Bang! Bang! Not just a Game: The Police State in the District

When Moses and Kitch play “bang! bang!" on their street corner, they force the audience to reckon with the regularity of police violence in contemporary America. For the two men, being harassed by the police is so inevitable that they might as well make a game of it. Unfortunately, Antoinette Nwandu’s world in Pass Over is not dissimilar to our reality where many Americans are made to feel unsafe by the very people who are supposed to guarantee their safety.

Acknowledging police brutality does not assume that police officers are bad or evil people. To the contrary, there are many police officers who serve and protect populations with integrity and kindness. However, the institution of policing has been used historically to systematically target Black and Brown bodies through “over-policing” that results in a disproportionate level of harassment and high rates of arrest for non-white people.  For those of us that associate the police with safety, we must constantly interrogate these assumptions with an understanding that, for many, the police represent upheld systems of oppression both historically and in the present day.

Nationwide, data surrounding disproportionate use of force illustrates the violence endemic to law enforcement in present-day America. The research collaborative Mapping Police Violence reported that 1,164 people were killed by the police in 2018, with killings occurring on all but 23 days of the year. Of these police killings, Black citizens were three times more likely to be killed than their white counterparts and 30% of those killed were unarmed, compared to 21% of white victims. When pursuing accountability for these crimes, the data is shocking: in 90% of police shooting cases in 2015, the officers involved were not convicted of committing a crime.

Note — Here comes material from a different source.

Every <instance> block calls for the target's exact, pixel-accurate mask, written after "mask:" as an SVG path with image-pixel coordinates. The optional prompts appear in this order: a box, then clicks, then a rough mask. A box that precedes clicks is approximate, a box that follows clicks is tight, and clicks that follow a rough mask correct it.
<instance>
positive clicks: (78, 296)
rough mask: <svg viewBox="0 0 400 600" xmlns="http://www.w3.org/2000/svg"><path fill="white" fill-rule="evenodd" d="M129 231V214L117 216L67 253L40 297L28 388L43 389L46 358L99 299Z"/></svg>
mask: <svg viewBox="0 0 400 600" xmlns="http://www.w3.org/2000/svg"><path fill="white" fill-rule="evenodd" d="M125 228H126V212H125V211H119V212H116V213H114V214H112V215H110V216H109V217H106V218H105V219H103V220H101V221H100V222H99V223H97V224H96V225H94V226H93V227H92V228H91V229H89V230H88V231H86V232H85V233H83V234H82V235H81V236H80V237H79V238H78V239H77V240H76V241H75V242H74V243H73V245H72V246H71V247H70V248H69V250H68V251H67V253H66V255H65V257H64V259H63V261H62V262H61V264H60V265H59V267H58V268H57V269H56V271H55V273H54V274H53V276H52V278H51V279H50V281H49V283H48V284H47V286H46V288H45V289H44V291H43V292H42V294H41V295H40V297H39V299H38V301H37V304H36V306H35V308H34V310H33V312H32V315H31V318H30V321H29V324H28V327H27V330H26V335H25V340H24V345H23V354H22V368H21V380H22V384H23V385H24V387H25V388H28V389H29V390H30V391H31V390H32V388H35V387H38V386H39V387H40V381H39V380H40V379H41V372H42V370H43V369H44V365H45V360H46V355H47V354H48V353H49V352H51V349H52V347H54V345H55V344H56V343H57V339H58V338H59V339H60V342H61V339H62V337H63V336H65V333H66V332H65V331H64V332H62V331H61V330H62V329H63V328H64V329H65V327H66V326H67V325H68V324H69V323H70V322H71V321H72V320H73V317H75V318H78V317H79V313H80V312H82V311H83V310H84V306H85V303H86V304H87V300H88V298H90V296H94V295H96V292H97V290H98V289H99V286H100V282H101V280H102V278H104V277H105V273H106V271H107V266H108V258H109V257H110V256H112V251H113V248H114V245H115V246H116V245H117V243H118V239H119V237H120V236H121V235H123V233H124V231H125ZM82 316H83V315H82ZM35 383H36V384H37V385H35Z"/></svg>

Since 2009, DC police officers have been involved in 3 to 9 shooting deaths annually. Three police shooting deaths is three too many, but this number is relatively low when compared to other major American cities. However, while the Metropolitain Police Department (MPD) are responsible for comparatively few shooting deaths, there is ample evidence of systemic and violent harassment of DC residents of color. In 2017, the DC Police Complaints Board found that incidents where an officer used force increased by 36% from 2016 and Black subjects were on the receiving end of force in 89% of those cases, despite only 48% of the DC population identifying as Black.

DC police regularly engage in stop-and-frisk tactics, which they refer to as “protective pat-downs.” The MPD has not historically collected data on the number of stop and frisk incidents its officers are involved in, however the limited statistics show that 83% of all stop and frisk interactions were with Black residents. As the American Journal of Public Health reported in 2014, stop-and-frisk policies do not make cities safer, rather, they traumatize victims and fuel a further distrust of the police. Considering the lack of data available surrounding these policies, the MPD is allowing traumatic practices to continue without public accountability.

Transparency issues like these have long plagued the MPD and perpetuate the cycle of distrust between police officers and the citizens they are supposed to protect. In 2014, a body camera program was initiated within the MPD as “a way of increasing police accountability, transparency, and police-community relations.” However, after the DC government conducted the largest body camera study in the United States, researchers concluded that there was not a significant difference in how police equipped with body cameras used force or reacted to citizen complaints. Furthermore, DC non-profit UpTurn reported that of the 112 Freedom of Information Act (FOIA) requests to release police footage from body cameras between January 1, 2018 and June 30, 2018, zero requests were granted in full and only 25% were granted in part.

Despite all of this, there is reason to hope that the state of policing in DC is improving. In 2016 the Neighborhood Engagement Achieves Results (NEAR) Act was passed; it was fully funded by Mayor Muriel Bowser in 2018. The NEAR Act aims to reduce violence in the District through community-based public health approaches. The Stop Police Terror Project DC applauds the act for recognizing that safety will not be achieved by perpetuating mass incarceration and racial profiling. Among other provisions, the NEAR Act creates the Office of Neighborhood Safety and Engagement (ONSE) and requires that the MPD broaden the data it collects around police violence. The NEAR Act tries to envision a justice system that is restorative, not punitive, and a first step to that is increased transparency from law enforcement. And it works—in June 2019, under the NEAR Act, a judge ruled that the MPD must begin to collect statistics on its stop-and-frisk policies.

The NEAR Act is the first step in the right direction of police reform and is hopefully an indication that the MPD is ready to move away from an environment of fear and surveillance. However, after centuries of institutional violence that targets the communities who often need the most protection, it is going to take more than the NEAR Act to create the much-needed systematic change within the District’s police force.